Con il sopraggiungere dell’estate, Leda potrebbe approfittare della nuova condizione di donna libera. Potrebbe cioè continuare a percorrere un cammino di affrancamento iniziato con la fuga da Napoli a Firenze, proseguito con la carriera universitaria ed efferatamente concluso con l’abbandono delle figlie, lasciate al padre per tre anni durante i quali si è dedicata esclusivamente alla ricerca. Potrebbe: ma a sorpresa si concede invece un nostos suicida, un ritorno volontario nelle fauci della bestia dalla quale era riuscita a fuggire.
La bestia, fuor di metafora, è lo spauracchio di una femminilità pesante e ricattatoria, imposta dalla madre. Percepiamo che la personalità di Leda, la sua professione e l’intero suo carattere, sono l’esito dell’aut-aut materno. È come se la madre le avesse detto: c’è solo un tipo di femminilità, ed è la mia. Arcaica, matriarcale e grondante fecondità. Se rinunci a fronteggiarmi e a sconfiggermi su questo campo, sarai costretta a rinunciare a qualsiasi altra forma di femminilità e diventerai una donna gelida. È perché vuole gettare la spugna, questa spugna, che Leda prenderà in affitto una casa al mare. In Puglia.
In Puglia, direte voi; e che cosa c’entra con la madre? C’entra. Tra la Puglia e la madre c’è la stessa relazione che per Genet intrattengono le rose e gli ergastolani: apparentemente incongrua, in realtà intima. Tornare a Napoli sarebbe equivalso a porgere le mani alle manette, mentre passando l’estate in Puglia si può sperare di ingannare se stessi e gli altri. Lo stesso trucco viene replicato una volta scaricate le valigie. La spiaggia non è deserta: c’è un giovane, educato bagnino che studia legge sotto l’ombrellone; c’è un anziano e goffo dongiovanni in vena di galanterie. Si riveleranno ben presto delle prede sostitutive, selezionate in quanto inerti. Leda propone al giovane bagnino di salire da lei solo perché si attende un diniego, e si intrattiene a lungo con l’attempato corteggiatore scommettendo che alla fine l’uomo si tirerà indietro.
Mentre la coppia di spuntati spasimanti svolge il suo ruolo di paravento, Leda si lascia travolgere dall’ossessione per una giovane e bella madre, Nina, rimanendo altresì ipnotizzata dall’adiposo, ricco e protervo clan di napoletani che la circonda e la protegge. Una famiglia spaventosa e dunque rassicurante, perché riassume tutto quanto è terrestre, mondano, quindi nauseabondo. Attorno alla famiglia di Nina si affollano il primitivo, la violenza, le passioni, la vita biologica: in altre parole ciò che si oppone allo spirito. E poiché Leda separa la carne dallo spirito, è condannata ad assistere, orripilata, all’emergere dei grossi grumi prodotti dall’insolubilità di mente e corpo. Il più disgustoso dei quali è la bambola dal ventre gonfio di fango che la donna ruba alla figlia di Nina, proiettando su un feticcio inorganico le sue fisime di isterica non redenta dalla maternità.

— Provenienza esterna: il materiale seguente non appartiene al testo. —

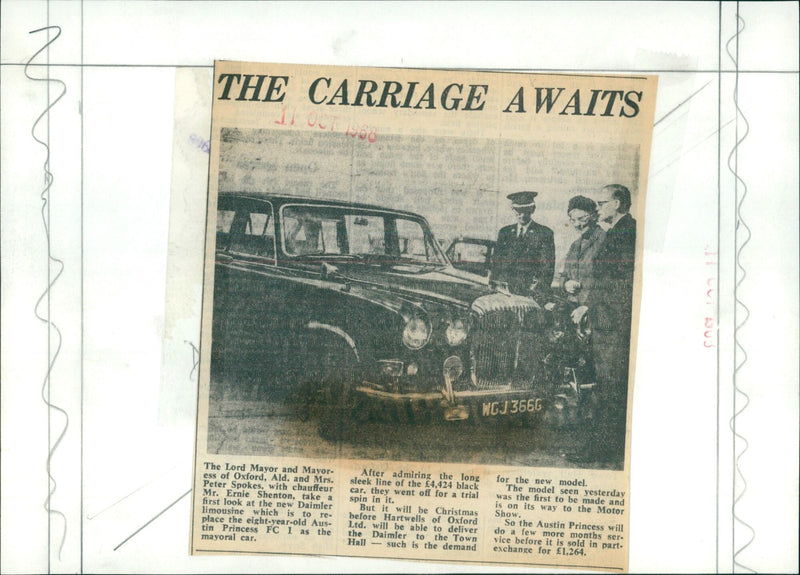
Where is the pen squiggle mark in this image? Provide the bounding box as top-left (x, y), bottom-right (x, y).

Relativamente facile da decifrare, a patto di non lasciarsi stordire dall’efficace ma martellante simbolismo, La figlia oscura è la storia di una liberazione fallita a causa dello spettro della madre e Leda un Amleto al femminile.

Quanto al regno del quale si è indecisi se accettare o no la corona, è una sessualità sdrammatizzata e un femminino un po’ meno steatopigio. A pensarci bene, gran parte del dilemma era intuibile già nel nome della protagonista, attratto da Zeus, cioè dal divino-animalesco, come da Tindaro, cioè dall’umano.